Application note

Using evaporation to create hydrophobic coating

with mass flow instruments

Empa, one of our European research customers, uses a Bronkhorst evaporation system named CEM (Controlled Evaporation & Mixing) in their quest to develop hydrophobic coatings for water-repellent fabric. Empa, a Swiss Federal Laboratory for Materials Science and Technology and a part of the ETH Domain, employs a CEM system comprising a liquid mass flow meter and a gas mass flow controller. This system actively evaporates silicon organic HMDSO. Empa uses plasma polymerisation to deposit thin (nanoscale) layers on top of fabrics and fibers. In this process flow controllers add the polymer precursors.

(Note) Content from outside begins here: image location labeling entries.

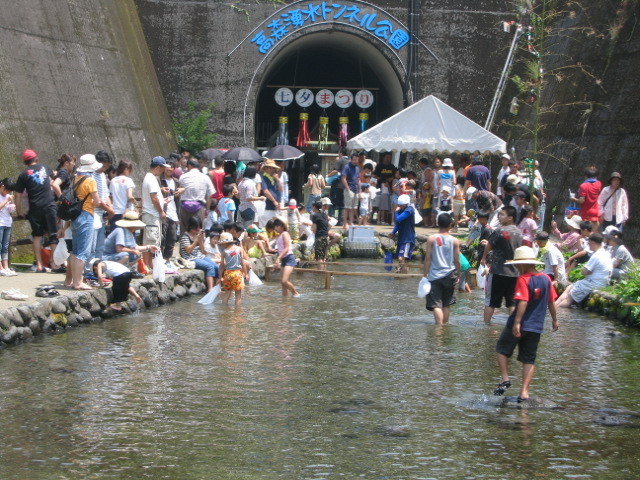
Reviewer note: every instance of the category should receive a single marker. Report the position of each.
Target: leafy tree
(191, 128)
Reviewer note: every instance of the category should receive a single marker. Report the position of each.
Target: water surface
(355, 382)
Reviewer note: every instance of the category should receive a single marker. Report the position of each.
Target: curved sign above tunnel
(360, 15)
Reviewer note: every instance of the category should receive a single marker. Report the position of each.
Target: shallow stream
(355, 382)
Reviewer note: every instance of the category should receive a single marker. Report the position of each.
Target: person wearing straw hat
(597, 273)
(614, 204)
(534, 294)
(232, 268)
(120, 246)
(271, 189)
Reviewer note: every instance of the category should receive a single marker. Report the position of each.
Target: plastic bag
(158, 268)
(254, 280)
(481, 278)
(417, 217)
(211, 296)
(424, 287)
(61, 253)
(311, 239)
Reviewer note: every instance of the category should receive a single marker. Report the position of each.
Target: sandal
(502, 387)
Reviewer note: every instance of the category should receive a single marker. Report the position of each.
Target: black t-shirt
(65, 179)
(36, 180)
(321, 222)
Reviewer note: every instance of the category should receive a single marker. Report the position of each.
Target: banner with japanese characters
(364, 17)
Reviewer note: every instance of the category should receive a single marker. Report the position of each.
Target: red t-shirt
(590, 190)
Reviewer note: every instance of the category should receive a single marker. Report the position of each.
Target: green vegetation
(191, 128)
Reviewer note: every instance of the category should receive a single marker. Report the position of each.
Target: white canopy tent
(429, 125)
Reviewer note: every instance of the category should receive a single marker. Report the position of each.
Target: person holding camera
(192, 248)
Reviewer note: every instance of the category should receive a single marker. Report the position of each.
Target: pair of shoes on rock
(47, 291)
(13, 294)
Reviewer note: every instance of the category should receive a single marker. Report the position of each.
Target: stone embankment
(73, 308)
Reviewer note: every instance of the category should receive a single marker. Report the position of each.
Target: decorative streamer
(303, 131)
(364, 119)
(283, 131)
(323, 133)
(343, 136)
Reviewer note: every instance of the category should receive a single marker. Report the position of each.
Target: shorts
(385, 202)
(442, 292)
(289, 261)
(82, 230)
(320, 247)
(350, 199)
(43, 220)
(233, 280)
(502, 287)
(153, 230)
(405, 250)
(458, 209)
(527, 345)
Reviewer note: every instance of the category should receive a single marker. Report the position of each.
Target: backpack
(69, 205)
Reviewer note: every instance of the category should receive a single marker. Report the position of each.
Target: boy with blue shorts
(533, 294)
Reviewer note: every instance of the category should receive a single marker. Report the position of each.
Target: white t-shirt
(600, 265)
(150, 185)
(113, 269)
(554, 257)
(172, 210)
(5, 213)
(118, 188)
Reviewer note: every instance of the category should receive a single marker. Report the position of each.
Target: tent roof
(429, 125)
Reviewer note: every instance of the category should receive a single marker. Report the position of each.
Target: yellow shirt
(87, 187)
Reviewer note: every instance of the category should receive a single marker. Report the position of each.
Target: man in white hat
(534, 294)
(405, 227)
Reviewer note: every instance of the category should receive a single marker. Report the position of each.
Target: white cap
(404, 200)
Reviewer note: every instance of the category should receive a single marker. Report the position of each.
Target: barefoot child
(232, 268)
(6, 208)
(121, 277)
(533, 294)
(285, 256)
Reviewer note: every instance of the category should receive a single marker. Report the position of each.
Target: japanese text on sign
(316, 12)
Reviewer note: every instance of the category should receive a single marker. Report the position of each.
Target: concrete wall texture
(76, 76)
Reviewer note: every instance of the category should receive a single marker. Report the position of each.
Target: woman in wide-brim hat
(614, 203)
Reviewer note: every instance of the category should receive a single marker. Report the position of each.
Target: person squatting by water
(533, 294)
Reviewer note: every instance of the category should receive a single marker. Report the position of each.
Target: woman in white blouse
(614, 205)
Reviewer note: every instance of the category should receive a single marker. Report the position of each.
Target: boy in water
(533, 295)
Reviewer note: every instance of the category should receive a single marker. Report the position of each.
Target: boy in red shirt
(533, 294)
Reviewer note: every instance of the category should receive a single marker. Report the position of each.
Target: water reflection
(352, 382)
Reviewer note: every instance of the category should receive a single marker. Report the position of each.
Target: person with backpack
(86, 190)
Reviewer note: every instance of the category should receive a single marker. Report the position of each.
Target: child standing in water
(285, 256)
(232, 268)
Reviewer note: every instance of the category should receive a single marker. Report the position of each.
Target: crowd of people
(219, 217)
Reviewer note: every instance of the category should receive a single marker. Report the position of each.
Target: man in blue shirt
(350, 178)
(405, 227)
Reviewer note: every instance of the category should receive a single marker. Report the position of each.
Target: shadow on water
(351, 382)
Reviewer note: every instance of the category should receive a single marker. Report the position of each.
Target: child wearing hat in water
(533, 295)
(285, 256)
(232, 268)
(121, 276)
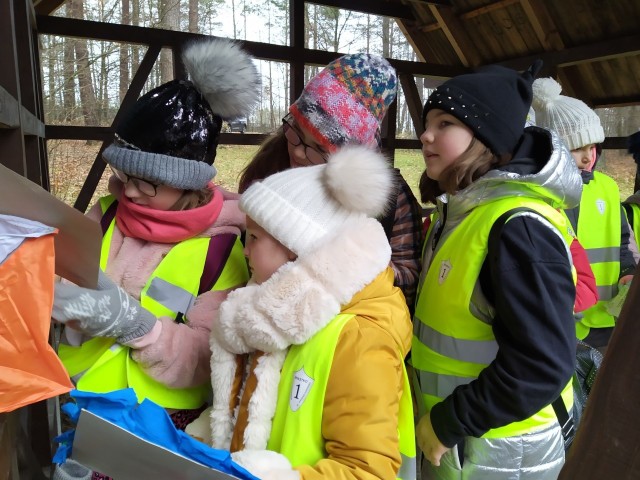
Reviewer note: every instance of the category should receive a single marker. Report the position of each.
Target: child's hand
(428, 441)
(266, 464)
(109, 312)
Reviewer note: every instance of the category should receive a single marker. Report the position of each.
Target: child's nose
(426, 137)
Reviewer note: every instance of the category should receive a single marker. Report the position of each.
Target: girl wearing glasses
(171, 250)
(345, 104)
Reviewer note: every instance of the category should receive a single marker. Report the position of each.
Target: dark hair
(474, 162)
(272, 157)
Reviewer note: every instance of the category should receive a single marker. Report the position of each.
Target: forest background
(84, 81)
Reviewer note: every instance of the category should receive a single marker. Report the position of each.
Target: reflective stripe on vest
(600, 206)
(450, 345)
(301, 393)
(100, 365)
(632, 210)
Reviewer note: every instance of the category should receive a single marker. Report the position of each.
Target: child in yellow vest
(171, 248)
(494, 332)
(599, 221)
(308, 359)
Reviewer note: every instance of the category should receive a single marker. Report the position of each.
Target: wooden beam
(9, 110)
(69, 27)
(76, 132)
(487, 9)
(430, 28)
(616, 101)
(388, 131)
(296, 40)
(543, 25)
(45, 7)
(457, 36)
(31, 125)
(615, 143)
(372, 7)
(137, 83)
(414, 103)
(607, 49)
(606, 445)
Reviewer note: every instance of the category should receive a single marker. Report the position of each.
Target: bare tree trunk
(169, 11)
(368, 33)
(193, 16)
(272, 123)
(87, 92)
(135, 49)
(124, 53)
(386, 41)
(51, 109)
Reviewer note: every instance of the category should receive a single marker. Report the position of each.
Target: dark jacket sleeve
(532, 289)
(406, 242)
(627, 262)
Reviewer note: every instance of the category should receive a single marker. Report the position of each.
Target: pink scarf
(167, 226)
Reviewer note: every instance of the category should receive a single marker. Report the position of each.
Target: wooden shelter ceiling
(591, 46)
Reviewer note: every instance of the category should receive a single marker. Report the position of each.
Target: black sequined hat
(492, 101)
(170, 135)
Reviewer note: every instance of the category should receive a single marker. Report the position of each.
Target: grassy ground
(70, 161)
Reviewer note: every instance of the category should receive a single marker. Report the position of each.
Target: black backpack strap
(218, 252)
(564, 419)
(389, 219)
(108, 216)
(629, 211)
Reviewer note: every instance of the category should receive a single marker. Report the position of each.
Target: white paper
(118, 453)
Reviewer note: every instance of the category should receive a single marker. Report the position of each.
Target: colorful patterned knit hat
(347, 100)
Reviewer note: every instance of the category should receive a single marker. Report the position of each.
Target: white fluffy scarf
(288, 309)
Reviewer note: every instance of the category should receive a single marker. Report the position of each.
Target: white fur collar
(288, 309)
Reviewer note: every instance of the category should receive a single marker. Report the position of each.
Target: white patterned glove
(108, 311)
(266, 464)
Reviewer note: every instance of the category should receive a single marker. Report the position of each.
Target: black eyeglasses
(314, 156)
(146, 187)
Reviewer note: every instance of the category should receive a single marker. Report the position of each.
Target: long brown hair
(474, 162)
(272, 157)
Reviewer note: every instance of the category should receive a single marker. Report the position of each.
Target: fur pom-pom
(360, 179)
(225, 74)
(545, 91)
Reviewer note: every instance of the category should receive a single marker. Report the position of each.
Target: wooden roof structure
(591, 46)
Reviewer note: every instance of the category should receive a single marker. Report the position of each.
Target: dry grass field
(70, 161)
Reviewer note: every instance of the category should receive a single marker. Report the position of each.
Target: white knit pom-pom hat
(570, 118)
(301, 206)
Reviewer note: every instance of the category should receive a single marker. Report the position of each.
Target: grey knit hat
(170, 135)
(569, 117)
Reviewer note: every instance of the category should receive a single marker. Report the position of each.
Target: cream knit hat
(302, 207)
(569, 117)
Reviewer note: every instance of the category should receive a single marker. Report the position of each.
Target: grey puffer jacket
(527, 296)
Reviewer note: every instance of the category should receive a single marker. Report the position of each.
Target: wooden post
(606, 445)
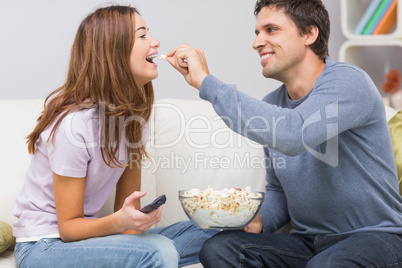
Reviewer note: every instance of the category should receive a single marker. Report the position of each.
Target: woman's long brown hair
(99, 76)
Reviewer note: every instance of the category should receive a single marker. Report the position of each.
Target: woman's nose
(155, 43)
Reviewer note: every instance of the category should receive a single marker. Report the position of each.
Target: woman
(80, 148)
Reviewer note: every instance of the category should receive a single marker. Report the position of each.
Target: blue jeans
(155, 248)
(240, 249)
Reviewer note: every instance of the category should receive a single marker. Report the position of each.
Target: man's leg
(368, 249)
(241, 249)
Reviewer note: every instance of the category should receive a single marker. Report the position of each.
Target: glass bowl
(227, 209)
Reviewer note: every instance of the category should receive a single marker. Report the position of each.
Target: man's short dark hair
(304, 13)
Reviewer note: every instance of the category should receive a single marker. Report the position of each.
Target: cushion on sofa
(395, 127)
(6, 236)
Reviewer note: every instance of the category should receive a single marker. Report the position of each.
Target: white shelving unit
(373, 53)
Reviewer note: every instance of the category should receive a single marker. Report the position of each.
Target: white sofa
(189, 146)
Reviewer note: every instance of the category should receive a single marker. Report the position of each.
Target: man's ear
(311, 35)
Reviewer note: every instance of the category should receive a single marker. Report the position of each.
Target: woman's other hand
(129, 217)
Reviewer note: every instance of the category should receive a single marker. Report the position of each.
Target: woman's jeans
(239, 249)
(172, 246)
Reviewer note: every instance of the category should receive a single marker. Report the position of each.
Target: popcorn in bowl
(221, 209)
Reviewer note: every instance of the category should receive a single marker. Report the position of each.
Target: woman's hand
(190, 62)
(129, 217)
(255, 226)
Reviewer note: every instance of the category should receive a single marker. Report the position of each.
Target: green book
(376, 16)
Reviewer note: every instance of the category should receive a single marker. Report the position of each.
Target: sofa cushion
(6, 236)
(395, 127)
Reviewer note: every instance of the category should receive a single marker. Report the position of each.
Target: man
(339, 187)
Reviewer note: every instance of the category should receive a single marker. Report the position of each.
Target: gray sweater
(329, 158)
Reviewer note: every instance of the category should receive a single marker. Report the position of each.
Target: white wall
(36, 37)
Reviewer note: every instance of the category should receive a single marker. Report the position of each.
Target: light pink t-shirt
(76, 152)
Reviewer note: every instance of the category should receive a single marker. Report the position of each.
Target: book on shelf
(367, 15)
(378, 14)
(379, 18)
(388, 21)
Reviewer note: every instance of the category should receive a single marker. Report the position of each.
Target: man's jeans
(160, 247)
(240, 249)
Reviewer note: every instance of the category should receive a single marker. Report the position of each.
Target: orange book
(388, 21)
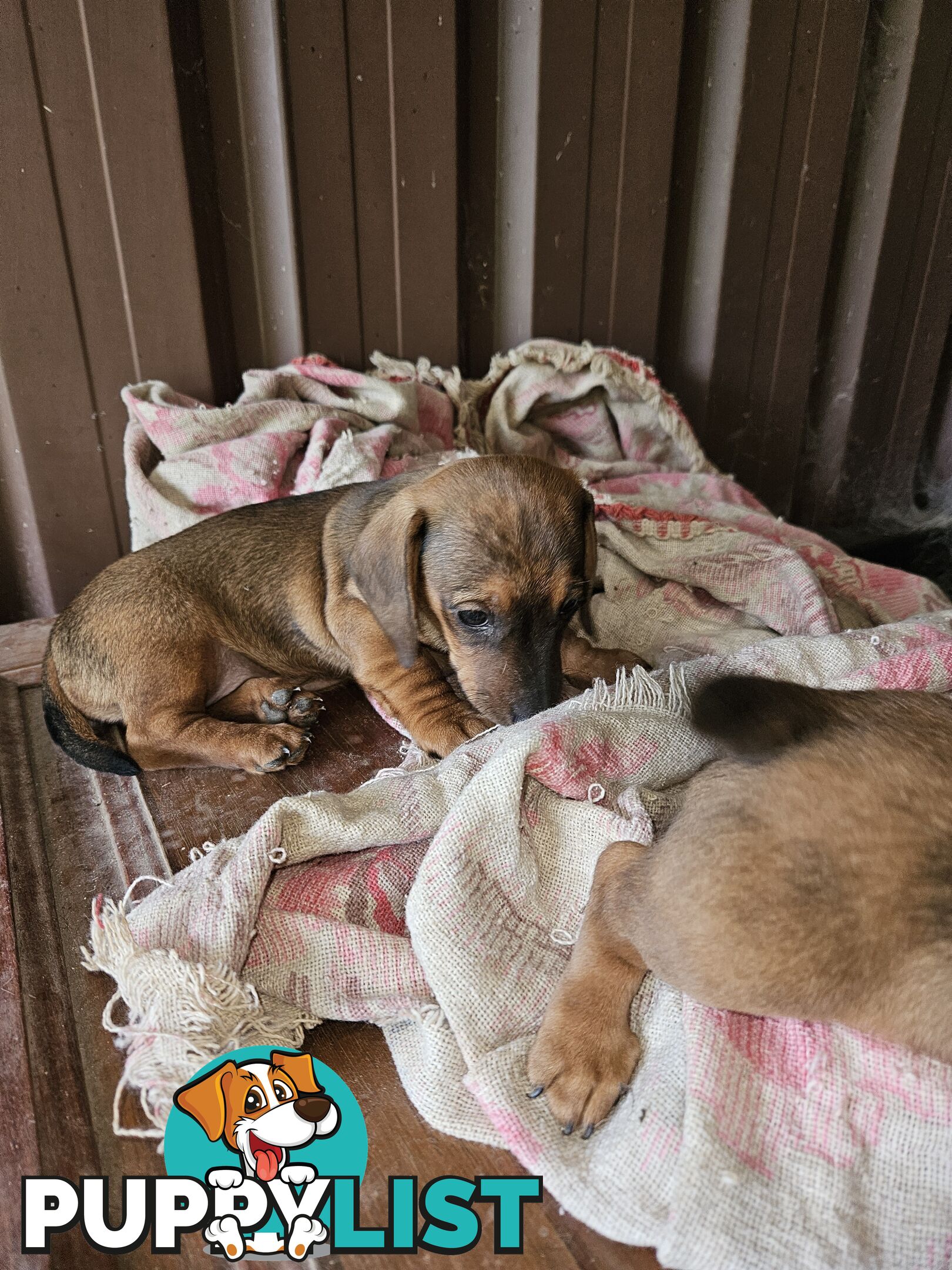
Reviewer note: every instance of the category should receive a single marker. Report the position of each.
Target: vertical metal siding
(756, 197)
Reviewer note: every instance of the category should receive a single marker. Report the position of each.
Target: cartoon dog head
(260, 1110)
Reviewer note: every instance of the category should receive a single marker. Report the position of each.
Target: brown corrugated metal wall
(753, 195)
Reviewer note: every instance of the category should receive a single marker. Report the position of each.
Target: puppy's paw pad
(297, 1175)
(304, 1234)
(305, 708)
(281, 747)
(224, 1179)
(226, 1232)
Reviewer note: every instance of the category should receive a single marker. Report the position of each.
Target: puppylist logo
(266, 1151)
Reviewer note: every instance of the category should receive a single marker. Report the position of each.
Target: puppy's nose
(313, 1107)
(532, 703)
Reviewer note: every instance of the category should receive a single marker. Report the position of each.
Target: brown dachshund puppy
(806, 877)
(484, 560)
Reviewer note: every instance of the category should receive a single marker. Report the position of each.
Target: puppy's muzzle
(540, 686)
(313, 1108)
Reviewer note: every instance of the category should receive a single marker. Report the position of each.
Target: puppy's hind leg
(167, 726)
(268, 700)
(585, 1051)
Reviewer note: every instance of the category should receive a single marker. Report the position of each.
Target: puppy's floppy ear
(205, 1099)
(385, 564)
(591, 560)
(300, 1068)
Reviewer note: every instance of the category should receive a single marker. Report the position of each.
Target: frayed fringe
(638, 689)
(180, 1015)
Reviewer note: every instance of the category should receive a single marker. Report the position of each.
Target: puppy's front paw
(291, 705)
(224, 1179)
(226, 1232)
(582, 1061)
(303, 1236)
(297, 1175)
(277, 747)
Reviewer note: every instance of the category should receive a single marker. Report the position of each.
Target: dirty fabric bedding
(441, 901)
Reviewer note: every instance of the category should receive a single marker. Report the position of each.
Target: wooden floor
(70, 834)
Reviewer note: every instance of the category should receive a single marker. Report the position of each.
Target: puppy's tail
(74, 733)
(756, 718)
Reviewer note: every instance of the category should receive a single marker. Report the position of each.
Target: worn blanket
(440, 901)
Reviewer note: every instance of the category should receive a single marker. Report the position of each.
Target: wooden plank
(192, 806)
(923, 318)
(22, 647)
(638, 68)
(62, 1122)
(890, 305)
(766, 441)
(566, 64)
(243, 44)
(423, 60)
(705, 146)
(403, 113)
(400, 1142)
(21, 1149)
(376, 201)
(76, 533)
(319, 128)
(478, 38)
(85, 856)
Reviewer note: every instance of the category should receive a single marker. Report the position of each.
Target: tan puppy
(807, 877)
(484, 560)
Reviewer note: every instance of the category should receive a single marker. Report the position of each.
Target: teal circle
(189, 1154)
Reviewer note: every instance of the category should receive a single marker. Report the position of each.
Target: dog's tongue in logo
(267, 1157)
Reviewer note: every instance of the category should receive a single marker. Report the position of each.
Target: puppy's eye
(472, 617)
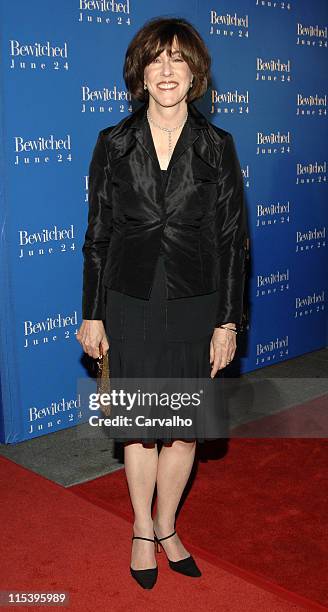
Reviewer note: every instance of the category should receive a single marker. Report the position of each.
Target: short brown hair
(156, 35)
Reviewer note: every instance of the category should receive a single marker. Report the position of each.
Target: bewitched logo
(42, 145)
(102, 7)
(35, 332)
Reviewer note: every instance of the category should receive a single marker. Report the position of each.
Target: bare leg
(174, 467)
(140, 469)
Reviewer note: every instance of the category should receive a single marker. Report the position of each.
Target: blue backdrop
(61, 82)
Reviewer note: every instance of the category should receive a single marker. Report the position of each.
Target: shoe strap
(166, 537)
(140, 538)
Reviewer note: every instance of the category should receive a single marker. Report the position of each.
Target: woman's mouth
(165, 86)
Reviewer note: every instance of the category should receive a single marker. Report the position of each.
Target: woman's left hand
(222, 348)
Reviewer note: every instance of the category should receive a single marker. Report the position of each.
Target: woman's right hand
(91, 335)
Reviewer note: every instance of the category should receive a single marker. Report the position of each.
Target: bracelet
(231, 328)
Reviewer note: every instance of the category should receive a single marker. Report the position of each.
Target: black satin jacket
(197, 216)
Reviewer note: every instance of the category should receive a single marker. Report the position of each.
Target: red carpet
(55, 541)
(261, 506)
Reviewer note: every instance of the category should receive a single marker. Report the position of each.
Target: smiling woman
(164, 266)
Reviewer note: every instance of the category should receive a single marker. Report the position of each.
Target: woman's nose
(166, 68)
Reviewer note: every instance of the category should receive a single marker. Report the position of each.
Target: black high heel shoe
(146, 578)
(185, 566)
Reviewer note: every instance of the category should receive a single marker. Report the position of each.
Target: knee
(184, 446)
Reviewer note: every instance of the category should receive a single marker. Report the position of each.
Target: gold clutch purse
(103, 382)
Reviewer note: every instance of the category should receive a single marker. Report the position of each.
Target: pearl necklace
(169, 130)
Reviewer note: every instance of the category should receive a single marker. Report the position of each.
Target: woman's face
(168, 78)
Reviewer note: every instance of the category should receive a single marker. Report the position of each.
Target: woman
(164, 257)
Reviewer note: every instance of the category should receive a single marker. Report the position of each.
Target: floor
(72, 456)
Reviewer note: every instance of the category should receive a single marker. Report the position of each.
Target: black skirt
(163, 339)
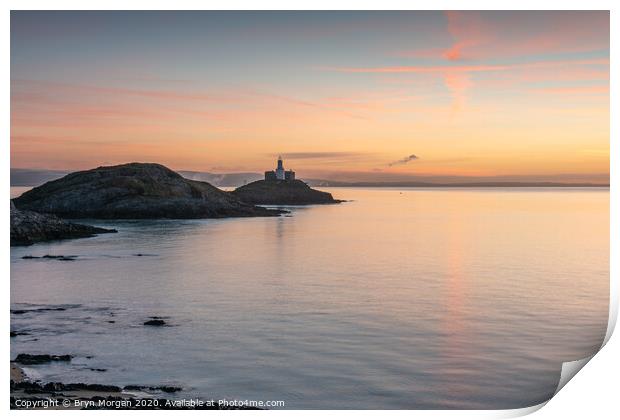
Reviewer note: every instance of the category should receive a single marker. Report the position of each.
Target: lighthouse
(280, 173)
(280, 169)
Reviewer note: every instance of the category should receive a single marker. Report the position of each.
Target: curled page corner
(570, 369)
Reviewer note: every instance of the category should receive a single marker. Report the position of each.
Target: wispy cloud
(404, 160)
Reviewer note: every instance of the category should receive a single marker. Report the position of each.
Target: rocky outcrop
(135, 191)
(37, 359)
(281, 192)
(28, 227)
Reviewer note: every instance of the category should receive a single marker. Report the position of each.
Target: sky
(351, 96)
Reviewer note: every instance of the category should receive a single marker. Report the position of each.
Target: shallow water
(401, 298)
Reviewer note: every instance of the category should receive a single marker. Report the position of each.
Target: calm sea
(400, 298)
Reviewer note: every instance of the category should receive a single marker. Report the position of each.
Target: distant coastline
(34, 177)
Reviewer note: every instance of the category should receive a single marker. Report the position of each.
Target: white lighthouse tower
(280, 169)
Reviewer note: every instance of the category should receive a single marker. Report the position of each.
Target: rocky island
(282, 192)
(28, 227)
(135, 191)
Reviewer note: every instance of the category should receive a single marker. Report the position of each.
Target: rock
(134, 191)
(37, 359)
(28, 227)
(163, 388)
(281, 192)
(155, 322)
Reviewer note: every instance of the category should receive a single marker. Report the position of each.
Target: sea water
(398, 298)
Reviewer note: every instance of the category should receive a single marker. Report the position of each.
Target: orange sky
(339, 95)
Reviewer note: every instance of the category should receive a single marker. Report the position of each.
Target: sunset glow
(340, 95)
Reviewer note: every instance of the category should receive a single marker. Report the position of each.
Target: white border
(594, 394)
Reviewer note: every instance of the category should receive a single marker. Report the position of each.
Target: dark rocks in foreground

Check out the Bronkhorst solution
Hydrophobic coating created with evaporation

Application requirements

In the low-pressure (0.1 mbar) plasma polymerization process at Empa, the plasma actively evaporates and activates the liquid silicon-organic compound hexamethyldisiloxane (HMDSO - C6H18OSi2). The primary objective is to polymerize and deposit the resulting vapor onto the surface of the fiber, creating a hydrophobic coating. To achieve a stable and consistent flow of the polymer precursor vapor, precise control is required for both the liquid HMDSO flow and the carrier gas flow. The HMDSO vapor is introduced into the plasma chamber at defined flow rates, where higher rates facilitate rapid deposition and processing.

Important topics

  • Accurately controlled gas/liquid mixture
  • Stable vapor flow
  • Low to high vapour flow rates

Process solution

The Bronkhorst CEM evaporation system evaporates silicon organic HMDSO (hexamethyldisiloxane). In this process, the system draws liquid HMDSO from a container at room temperature and measures it using a liquid mass flow meter (mini CORI-FLOW series). Next, it combines the liquid HMDSO with argon carrier gas from a thermal mass flow controller (EL-FLOW Select series) and vaporizes it within a heat exchanger for precise heating control. The heat-induced vapor flow is then introduced into the plasma reaction chamber, which operates at 0.1 mbar absolute pressure. The entire evaporation process is controlled by a PLC system.

By employing this configuration, HMDSO can be evaporated within a broad range of 1 to 30 grams per hour. The findings demonstrate the generation of vapor flows in a stable, precise, consistent, and effectively regulated manner.


Flow scheme showing CEM evaporation system
Flow scheme showing CEM evaporation system
Coater at Empa

Software used in this evaporation process

The evaporation process in this configuration uses LabVIEW software for simple and efficient visualization. In fact, a CEM vapor module has been specially designed for Bronkhorst instruments, enabling easy retrieval of measurement and control parameters, in the same way for all instruments in the Bronkhorst range.

Benefits gained using CEM evaporation system

With the CEM system, Empa achieves a higher gas yield of 50 ml/min compared to the previous bubbler system, which only allowed 4-5 ml/min of gas flow. Additionally, the flow of HMDSO liquid has been increased. Empa's goal is to scale up the process from the laboratory scale to an industrial scale.

The CEM system currently used at Empa is portable and compact. This mobile setup, resembling a small office table on wheels, enables easy movement between laboratories. The compactness of the Bronkhorst devices further enhances the flexibility of engineered flow solutions.

The HMDSO setup enables the deposition of polysiloxane coatings at low temperatures, making it suitable for coating textile fibers that cannot withstand high temperatures. Empa's efforts to conduct plasma polymerization at low pressure aim to increase production yield by facilitating heterogeneous deposition on the fiber's surface and reducing the amount of chemicals involved.